Первый раз я увидел Алика Меламида, когда ему было лет 10, а мне 11. Мои родители учились вместе с его матерью в знаменитом ИФЛИ, и однажды мы жили летом рядом где-то в Прибалтике. Хорошо помню Алика, мрачно и безучастно слушавшего, как его родители пиарят своего вундеркинда.

Когда много лет спустя я решил поступать в Строгановку, мои родители посоветовали позвонить Алику, который уже учился там на первом курсе. Алик сказал, что даст мне урок рисунка. Он поставил передо мной гипсовую голову Сократа и стал показывать, как надо прикреплять бумагу к листу фанеры. Кнопок в доме не нашлось, Он принес молоток и шурупы и стал забивать шурупы в фанеру молотком. Шурупы гнулись, фанера трескалась. Я с восхищением смотрел на эти действия. Мне казалось, что настоящий художник и должен быть абсолютно непрактичным. Выпускник кружка «умелые руки» Дворца пионеров Сокольнического района, я понимал, что у меня шансов стать настоящим художником мало.

Кое-как ему удалось прикрепить лист бумаги, и урок начался.

 Самое главное,  сказал Алик,  это выделить светлые и темные части предмета, обвести их тонкой линией и потом ровно закрасить карандашом. Это придает рисунку законченность и, если угодно, красоту.

Я никогда не слышал подобной теории рисунка, ни до, ни после этого урока.

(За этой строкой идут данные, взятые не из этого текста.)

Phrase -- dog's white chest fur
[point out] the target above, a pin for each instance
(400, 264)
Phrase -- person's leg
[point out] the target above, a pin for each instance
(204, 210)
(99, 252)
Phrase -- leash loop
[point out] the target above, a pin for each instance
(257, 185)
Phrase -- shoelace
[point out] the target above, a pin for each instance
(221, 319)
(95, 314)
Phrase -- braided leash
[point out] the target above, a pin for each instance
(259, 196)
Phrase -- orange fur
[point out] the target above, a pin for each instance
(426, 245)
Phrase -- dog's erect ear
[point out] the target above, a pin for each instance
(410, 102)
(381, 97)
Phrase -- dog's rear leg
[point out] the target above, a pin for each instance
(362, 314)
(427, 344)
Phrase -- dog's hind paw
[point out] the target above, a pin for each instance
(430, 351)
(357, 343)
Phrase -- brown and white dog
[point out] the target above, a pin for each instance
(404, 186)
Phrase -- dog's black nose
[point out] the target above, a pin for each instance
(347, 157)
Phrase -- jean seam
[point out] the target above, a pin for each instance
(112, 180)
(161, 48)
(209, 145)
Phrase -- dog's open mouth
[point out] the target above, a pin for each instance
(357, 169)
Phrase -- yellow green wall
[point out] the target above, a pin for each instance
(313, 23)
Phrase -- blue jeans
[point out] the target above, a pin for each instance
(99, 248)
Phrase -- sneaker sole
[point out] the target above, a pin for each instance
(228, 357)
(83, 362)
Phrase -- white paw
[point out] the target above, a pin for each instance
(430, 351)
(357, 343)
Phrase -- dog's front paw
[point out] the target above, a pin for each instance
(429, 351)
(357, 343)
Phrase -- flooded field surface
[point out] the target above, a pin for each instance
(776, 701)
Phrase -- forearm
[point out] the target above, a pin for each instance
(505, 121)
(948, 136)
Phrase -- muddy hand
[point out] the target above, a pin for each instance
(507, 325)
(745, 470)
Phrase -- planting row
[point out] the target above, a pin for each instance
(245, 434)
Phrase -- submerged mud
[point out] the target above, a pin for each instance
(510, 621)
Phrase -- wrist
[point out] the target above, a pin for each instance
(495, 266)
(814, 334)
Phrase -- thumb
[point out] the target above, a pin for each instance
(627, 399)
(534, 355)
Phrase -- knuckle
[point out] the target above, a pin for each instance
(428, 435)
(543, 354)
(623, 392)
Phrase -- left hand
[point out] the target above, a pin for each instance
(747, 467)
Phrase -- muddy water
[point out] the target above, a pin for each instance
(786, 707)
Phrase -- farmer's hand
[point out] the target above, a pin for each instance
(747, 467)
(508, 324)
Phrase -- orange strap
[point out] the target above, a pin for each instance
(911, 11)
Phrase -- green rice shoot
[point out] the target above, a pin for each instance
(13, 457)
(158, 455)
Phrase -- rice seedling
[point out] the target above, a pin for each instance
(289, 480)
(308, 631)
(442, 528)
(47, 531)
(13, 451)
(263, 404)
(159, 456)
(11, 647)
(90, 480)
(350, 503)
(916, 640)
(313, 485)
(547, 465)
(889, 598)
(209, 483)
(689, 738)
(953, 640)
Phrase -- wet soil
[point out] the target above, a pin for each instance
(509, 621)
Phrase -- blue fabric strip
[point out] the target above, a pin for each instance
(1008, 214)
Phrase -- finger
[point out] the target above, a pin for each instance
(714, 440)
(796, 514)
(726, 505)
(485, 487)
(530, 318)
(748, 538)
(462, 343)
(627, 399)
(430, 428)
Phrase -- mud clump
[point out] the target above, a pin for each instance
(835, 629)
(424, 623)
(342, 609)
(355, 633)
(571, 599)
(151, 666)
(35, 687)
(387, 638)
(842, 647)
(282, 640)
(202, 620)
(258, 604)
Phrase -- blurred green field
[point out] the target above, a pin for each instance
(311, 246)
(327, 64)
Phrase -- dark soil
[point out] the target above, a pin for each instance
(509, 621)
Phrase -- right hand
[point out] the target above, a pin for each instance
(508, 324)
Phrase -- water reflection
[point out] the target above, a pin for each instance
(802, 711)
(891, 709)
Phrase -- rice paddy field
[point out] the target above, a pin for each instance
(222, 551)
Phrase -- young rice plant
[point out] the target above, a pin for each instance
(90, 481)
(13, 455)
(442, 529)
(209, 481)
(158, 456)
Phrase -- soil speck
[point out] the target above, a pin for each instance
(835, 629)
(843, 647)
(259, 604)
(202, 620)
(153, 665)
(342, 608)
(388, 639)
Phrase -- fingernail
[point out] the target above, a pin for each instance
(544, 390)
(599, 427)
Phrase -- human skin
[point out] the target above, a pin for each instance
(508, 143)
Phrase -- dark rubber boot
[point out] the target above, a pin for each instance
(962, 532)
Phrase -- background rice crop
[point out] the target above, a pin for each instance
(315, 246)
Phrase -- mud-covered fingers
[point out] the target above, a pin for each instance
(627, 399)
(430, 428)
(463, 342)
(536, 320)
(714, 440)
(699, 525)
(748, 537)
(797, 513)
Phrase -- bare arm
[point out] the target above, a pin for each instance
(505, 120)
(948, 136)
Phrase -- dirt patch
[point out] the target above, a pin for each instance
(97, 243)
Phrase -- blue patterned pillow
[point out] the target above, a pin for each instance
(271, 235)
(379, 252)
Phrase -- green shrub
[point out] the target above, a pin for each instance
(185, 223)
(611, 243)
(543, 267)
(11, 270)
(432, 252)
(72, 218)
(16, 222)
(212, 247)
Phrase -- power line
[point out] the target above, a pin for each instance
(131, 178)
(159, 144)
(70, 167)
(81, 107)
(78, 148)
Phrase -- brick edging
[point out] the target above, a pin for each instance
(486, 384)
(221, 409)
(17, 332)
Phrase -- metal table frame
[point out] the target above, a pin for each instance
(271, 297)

Это была импровизация. Рисовать просто так, без всякой идеи, Алику было невыносимо скучно. Несколько лет спустя, когда мы сидели в вестибюле Строгановки и обменивались сальными замечаниями по поводу каждого проходящего мимо существа женского пола, он объяснял мне:

 Ты, наверное, думаешь, что художники делятся на более талантливых и менее талантливых. Это все ерунда, надо ухватить идею. А когда ухватил, то ты ее насилуешь и насилуешь, сколько можешь.


Виталий Комар и Александр Меламид. «Между войной и миром». 1995


На зимние каникулы, где-то на втором или третьем курсе, мои родители сняли для нас с Аликом коттедж при доме отдыха на подмосковной станции Жаворонки. Третьим должен был поехать наш общий приятель Володя Иванов. Двухэтажный коттедж оказался огромным, и мы тут же стали звонить друзьям, приглашая их в гости. Скоро в коттедже проживало уже человек двадцать, среди них были врач и поэт Юра Фрейдин, математик и искусствовед Володя Петров по кличке Бэм (что расшифровывалось как «большая энциклопедия Москвы»), филолог Гога Анджапаридзе, впоследствии ставший важным советским чиновником, художницы Таня Чудотворцева, Лия Вайнберг, Катя Арнольд (впоследствии жена Алика) и их многочисленные друзья, многих из которых я до этого не знал.